Superbe texte que celui de Victoire de Changy, publié dans la collection Récits d’objets, issue du partenariat entre le Musée des Confluences de Lyon et les Editions Cambourakis. Partant d’une robe de mariée lumineuse exposée au musée, dessinée par le styliste lyonnais Mongi Guibane, elle explore nos liens à ces tissus qui nous habillent, ce qu’ils disent de nous, ce qu’ils révèlent de nos failles tout en cherchant à les cacher, ce qu’ils nous permettent d’affirmer aux yeux du monde.
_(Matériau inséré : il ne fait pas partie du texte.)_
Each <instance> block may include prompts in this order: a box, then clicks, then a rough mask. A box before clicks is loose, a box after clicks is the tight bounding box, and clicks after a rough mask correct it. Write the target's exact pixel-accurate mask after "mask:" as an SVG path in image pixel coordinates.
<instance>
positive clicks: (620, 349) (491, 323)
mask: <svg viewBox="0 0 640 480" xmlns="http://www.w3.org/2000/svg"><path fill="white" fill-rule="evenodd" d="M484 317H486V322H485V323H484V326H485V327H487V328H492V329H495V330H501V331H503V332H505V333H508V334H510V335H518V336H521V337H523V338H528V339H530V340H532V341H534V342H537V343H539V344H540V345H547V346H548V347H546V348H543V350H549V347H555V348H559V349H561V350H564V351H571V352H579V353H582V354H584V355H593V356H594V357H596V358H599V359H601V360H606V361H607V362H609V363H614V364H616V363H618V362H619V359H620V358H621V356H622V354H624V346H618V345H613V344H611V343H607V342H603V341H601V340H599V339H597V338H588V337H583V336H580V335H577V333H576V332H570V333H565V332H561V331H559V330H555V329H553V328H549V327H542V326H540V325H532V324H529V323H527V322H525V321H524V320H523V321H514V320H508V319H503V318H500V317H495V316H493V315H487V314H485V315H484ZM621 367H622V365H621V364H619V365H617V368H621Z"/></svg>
Elle nous parle de sa propre robe de mariée, conservée mais reléguée au fond d’un placard, de ce manteau molletonné chiné à Moscou, et de cette veste, faite sur mesure pour elle par l’artiste Jot Fau. Victoire de Changy nous amène, en liant texte et textile, à nous interroger sur ce récit que l’on raconte en choisissant, parfois inconsciemment, nos vêtements du quotidien. Joliment écrit, c’est aussi un texte d’une grande sensibilité, un texte polyphonique où chacun se raconte à travers son rapport au vêtement – c’est très réussi.
Qu’un miracle survienne à travers lui, et qu’il subvienne à nos miracles. Voilà bien ce que l’on attend, ce que j’attends, moi, d’un vêtement.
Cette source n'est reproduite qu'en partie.